This note was originally published March 15, 2013 at 11:17 in Consumer Staples
The quick answer to our title question is either:
- No, not really, but....or...
- Yes, however...
Translation doesn't impact the value of a business, hyperinflationary events aside. However, to the extent that multiple market participants make buy and sell decisions based on factors impacted by translation, the share price can certainly be impacted. The difference between the two answers above is one of duration. Longer-term, number one is the correct answer.
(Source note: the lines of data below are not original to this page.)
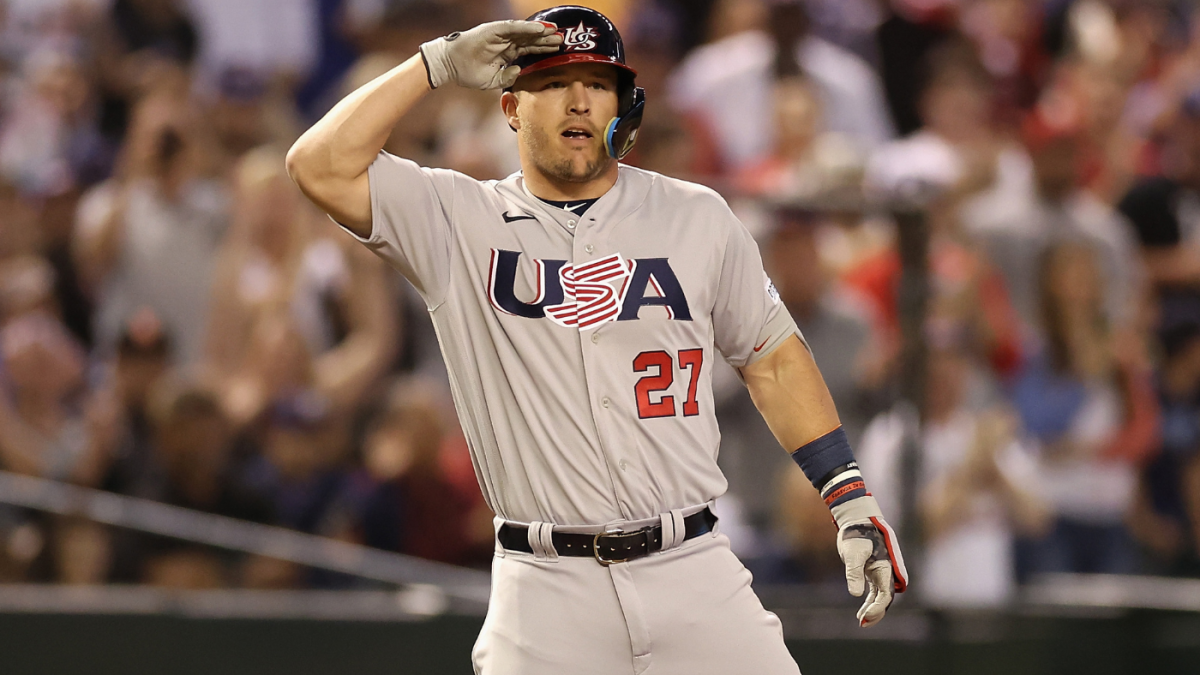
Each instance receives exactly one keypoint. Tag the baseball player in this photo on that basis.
(580, 304)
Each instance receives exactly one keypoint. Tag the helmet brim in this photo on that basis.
(567, 59)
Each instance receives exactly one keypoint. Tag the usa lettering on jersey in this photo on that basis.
(589, 294)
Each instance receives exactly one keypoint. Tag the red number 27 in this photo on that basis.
(663, 378)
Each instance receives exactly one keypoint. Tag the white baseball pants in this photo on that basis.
(685, 610)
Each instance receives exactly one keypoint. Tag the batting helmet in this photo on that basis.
(588, 36)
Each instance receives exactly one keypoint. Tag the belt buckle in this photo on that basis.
(607, 561)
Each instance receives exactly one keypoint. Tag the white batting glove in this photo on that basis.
(480, 57)
(869, 548)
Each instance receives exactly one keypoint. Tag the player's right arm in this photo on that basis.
(330, 161)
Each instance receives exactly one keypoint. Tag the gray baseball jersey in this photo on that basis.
(580, 347)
Philip Morris has no domestic U.S. business, a fact that makes it unique within our coverage universe. We tend not to get bent out of shape because of currency, preferring to look at revenue and EBIT trends on a currency neutral basis as we recognize that translation from one currency to the other at a point in time doesn't have any impact on the value of the business. However, we also realize that optics do matter to the extent that machines (and people) purchase stocks based on positive EPS revisions, or accelerating revenue growth, or any of a number of factors that are impacted by translation.
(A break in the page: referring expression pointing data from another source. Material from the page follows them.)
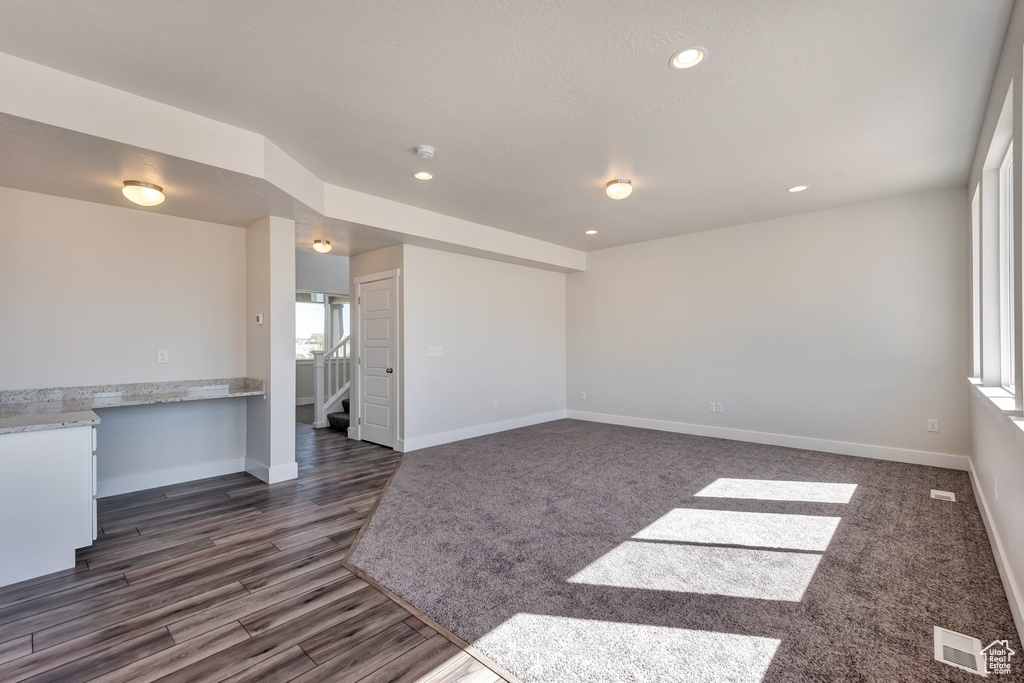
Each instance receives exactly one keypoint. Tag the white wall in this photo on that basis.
(321, 272)
(502, 329)
(842, 326)
(270, 292)
(90, 292)
(142, 446)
PM is also unique in that, as a tobacco company, it aggressively returns cash to shareholders via dividends and share repurchases, both of which are dollar denominated. So, to the extent cash generated by the business is actually translated into dollars, currency movements do matter, as well as the market's perception being altered by the impact of translation. In the example of PG or KO, for example, domestic operations can partially fund dividends or share repurchases, and cash generated outside the U.S. can be reinvested in local currency assets.
So, while PM posted one of the more impressive quarters in staples in Q4, with both robust top line and the ability to leverage revenue growth with EBIT growth and has an attractive multiple compared with other, slower growth staples assets, the recent moves in the currency market are worrisome in terms of sentiment and represent a potential overhang on the share price relative to the balance of the staples group.
To that end, we have examined PM's performance in relation to the DXY (a basket of currencies) since 2007. While the relationship has weakened in recent years, it is apparent that periods of "strong dollar" have, by and large, meant tough sledding for PM's share price.